First patients in Retrophin trial to receive drug targeting PKAN

October, 2017

In July, the first patients taking part in an international clinical trial on a possible treatment for PKAN, the most common NBIA disorder, received Retrophin Inc.’s drug, fosmetpantotenate, also known as RE-024.

This long-awaited launch of Phase 3 of the trial, which Retrophin delayed until manufacturing issues were resolved, will assess the safety and effectiveness of RE-024. If the San Diego-based company is successful, RE-024 would be the first medication targeting the underlying cause of PKAN, or Pantothenate Kinase-Associated Neurodegeneration. It could change the course of the disease.

People with PKAN cannot make enough of an essential enzyme, pantothenate kinase 2 (PANK2). This enzyme is needed to turn vitamin B5 into an important substance involved in metabolism called Coenzyme A, a lack of which is believed to cause PKAN symptoms. The drug delivers phosphopantothenate to cells, which could help restore the PANK2 enzyme, and, in turn, boost Coenzyme A levels.

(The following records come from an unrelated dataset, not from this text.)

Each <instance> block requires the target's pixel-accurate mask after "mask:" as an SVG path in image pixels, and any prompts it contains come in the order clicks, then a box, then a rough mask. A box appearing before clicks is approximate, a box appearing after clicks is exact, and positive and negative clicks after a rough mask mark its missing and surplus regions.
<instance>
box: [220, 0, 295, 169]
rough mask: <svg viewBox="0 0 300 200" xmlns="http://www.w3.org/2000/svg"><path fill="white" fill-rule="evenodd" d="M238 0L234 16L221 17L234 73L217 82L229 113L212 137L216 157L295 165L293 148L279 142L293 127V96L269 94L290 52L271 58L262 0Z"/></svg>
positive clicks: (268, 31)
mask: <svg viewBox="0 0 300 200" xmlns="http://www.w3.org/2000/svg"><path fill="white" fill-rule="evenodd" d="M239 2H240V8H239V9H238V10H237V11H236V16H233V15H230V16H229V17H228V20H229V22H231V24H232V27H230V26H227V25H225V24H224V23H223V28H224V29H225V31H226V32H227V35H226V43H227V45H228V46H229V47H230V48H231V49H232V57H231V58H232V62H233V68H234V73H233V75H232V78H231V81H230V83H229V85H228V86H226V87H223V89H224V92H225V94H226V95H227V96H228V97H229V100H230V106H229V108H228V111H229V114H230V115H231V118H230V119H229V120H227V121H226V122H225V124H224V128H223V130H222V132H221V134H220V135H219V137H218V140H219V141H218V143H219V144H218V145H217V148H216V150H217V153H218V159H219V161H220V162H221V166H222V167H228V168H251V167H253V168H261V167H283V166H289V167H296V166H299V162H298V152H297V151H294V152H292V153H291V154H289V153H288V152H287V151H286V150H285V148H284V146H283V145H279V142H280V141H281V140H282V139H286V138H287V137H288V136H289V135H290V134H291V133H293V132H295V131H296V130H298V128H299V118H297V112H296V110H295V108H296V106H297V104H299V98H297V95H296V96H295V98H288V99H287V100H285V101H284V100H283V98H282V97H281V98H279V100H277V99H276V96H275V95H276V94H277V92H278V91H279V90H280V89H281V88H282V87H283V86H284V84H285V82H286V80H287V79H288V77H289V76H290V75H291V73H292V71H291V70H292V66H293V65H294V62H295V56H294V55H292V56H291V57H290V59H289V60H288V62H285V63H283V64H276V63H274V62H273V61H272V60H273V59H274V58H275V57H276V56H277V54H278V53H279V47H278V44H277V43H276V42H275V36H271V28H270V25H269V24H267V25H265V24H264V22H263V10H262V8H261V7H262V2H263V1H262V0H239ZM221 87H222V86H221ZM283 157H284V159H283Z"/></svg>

RE-024 has been granted orphan drug designation by the U.S. Food and Drug Administration and the European Commission, as well as expedited “fast track” status in the U.S. to facilitate its development and the review process.

The study is being called Fosmetpantotenate Replacement Therapy, or FORT. It follows the gold-standard for a clinical trial, which means that neither the patients nor the doctors know who is getting the drug and who is getting a placebo, or sugar pill.

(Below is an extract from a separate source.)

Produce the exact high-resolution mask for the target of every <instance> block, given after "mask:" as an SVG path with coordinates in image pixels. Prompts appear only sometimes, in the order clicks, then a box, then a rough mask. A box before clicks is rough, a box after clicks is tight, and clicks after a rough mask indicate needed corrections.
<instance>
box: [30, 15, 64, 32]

Retrophin plans to enroll 82 people diagnosed with PKAN between the ages of 6 and 65. Participants must not need a ventilator, cannot have had a deep brain stimulation device implanted within six months and must not have taken deferiprone for 30 days.

After the initial six months of testing, all study participants will have the chance to take the drug.

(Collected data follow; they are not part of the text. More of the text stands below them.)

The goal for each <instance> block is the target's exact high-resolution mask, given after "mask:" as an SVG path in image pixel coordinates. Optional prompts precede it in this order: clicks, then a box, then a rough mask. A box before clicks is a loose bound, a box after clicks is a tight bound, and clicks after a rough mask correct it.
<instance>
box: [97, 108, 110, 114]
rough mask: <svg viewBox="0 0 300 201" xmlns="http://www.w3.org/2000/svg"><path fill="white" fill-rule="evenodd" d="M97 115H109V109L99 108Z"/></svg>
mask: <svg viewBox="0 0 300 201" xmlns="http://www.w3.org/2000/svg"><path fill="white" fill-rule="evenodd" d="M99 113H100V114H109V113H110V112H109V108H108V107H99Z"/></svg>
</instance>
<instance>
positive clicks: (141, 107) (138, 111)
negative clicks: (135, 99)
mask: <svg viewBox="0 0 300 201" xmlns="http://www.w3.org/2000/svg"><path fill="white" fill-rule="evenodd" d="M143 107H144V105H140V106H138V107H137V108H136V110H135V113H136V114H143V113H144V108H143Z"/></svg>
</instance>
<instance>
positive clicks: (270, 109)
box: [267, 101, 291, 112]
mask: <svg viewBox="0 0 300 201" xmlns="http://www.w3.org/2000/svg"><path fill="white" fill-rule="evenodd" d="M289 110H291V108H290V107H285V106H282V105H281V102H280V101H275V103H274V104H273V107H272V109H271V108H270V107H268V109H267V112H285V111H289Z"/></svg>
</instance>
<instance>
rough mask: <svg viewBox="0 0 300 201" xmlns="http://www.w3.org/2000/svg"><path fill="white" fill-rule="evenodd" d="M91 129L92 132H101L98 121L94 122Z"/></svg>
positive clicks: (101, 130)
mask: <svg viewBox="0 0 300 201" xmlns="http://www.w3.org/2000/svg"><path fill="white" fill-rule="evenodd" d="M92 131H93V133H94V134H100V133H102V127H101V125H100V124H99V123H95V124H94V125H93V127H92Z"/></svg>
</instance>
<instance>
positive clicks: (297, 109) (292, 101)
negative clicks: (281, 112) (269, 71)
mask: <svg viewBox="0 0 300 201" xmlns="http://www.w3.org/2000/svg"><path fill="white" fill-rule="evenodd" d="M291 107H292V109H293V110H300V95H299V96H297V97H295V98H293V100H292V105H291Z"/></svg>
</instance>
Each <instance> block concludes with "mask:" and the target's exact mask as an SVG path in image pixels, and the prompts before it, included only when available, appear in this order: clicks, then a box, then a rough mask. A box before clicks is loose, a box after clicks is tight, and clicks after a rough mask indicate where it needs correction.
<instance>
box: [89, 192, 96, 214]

Right now, four North America study sites are open for enrollment: Massachusetts General Hospital in Boston, Emory University in Decatur, Ga., Children’s Hospital of Pittsburgh, and Rush Movement Disorders Group in Chicago. Dr. Aleksandar Videnovic, from Massachusetts General Hospital, is the lead principal investigator for the U.S. sites, which will be expanded to six or eight, including one on the west coast.

The European arm of the study will enroll patients at multiple sites in Europe this fall and will be led by Dr. Thomas Klopstock at the University of Munich, Germany. He also was the lead investigator for the TIRCON deferiprone study, which has been completed. Final results are being analyzed.